Advantages of a revocable living trust

 

Avoidance of probate. In particular, a revocable living trust can avoid expensive multiple probate proceedings when you own real estate in several different states, as well as the publication of the otherwise private financial details of your estate.

Avoidance of conservatorship. A revocable trust can avoid the additional cost of a conservatorship in the event of your incapacity.

Efficient distribution. A revocable trust can reduce delays in distributing your property after you die, although delays caused by filing an estate tax return cannot be avoided.

Confidentiality. Generally the terms of your living trust are confidential, with only your named beneficiaries and trustee having access to that information.

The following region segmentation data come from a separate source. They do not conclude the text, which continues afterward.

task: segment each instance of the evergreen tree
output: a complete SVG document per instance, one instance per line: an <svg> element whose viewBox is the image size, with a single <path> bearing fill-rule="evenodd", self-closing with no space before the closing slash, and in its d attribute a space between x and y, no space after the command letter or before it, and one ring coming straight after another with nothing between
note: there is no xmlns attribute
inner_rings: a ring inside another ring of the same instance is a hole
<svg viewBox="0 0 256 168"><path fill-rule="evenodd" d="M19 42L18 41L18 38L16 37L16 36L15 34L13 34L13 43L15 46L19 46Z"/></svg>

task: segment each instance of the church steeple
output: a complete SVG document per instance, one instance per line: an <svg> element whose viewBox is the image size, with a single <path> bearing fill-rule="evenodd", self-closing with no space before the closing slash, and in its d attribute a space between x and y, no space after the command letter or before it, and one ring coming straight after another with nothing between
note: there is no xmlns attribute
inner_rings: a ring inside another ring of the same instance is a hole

Continuity. A trust can provide continuity of management of your property after your death or incapacity.


Disadvantages of a revocable living trust

 

Expenses of planning. A revocable living trust is more complicated than a will to draft, and asset transfers can take time and can result in additional costs.

Expenses of administration. If you appoint a bank or trust company as trustee, you will have fees to pay (though these may take the place of investment advisory fees and other fees you are already paying). Setting up a revocable living trust will not eliminate the need for professional services of attorneys and accountants in the future.

Inconvenience. Once the trust is established, you must be sure that trust books are maintained and that all assets continue to be registered to the trustee. Persons dealing with the trustee (such as banks and title insurance companies) may want to review the trust instrument to check on the trustee’s powers and duties.

Unforeseen problems. Revocable living trusts can raise a variety of new issues regarding the ability to borrow against property, title insurance coverage, real estate in other countries, Subchapter-S stock, certain pension distributions, and many other issues. Only a skilled attorney familiar with estate planning can tell you whether, on the whole, a revocable living trust is right for you, your family and your assets.

Complexity. Revocable living trusts often are more complicated than wills and will require your attention and management for an indefinite period of time.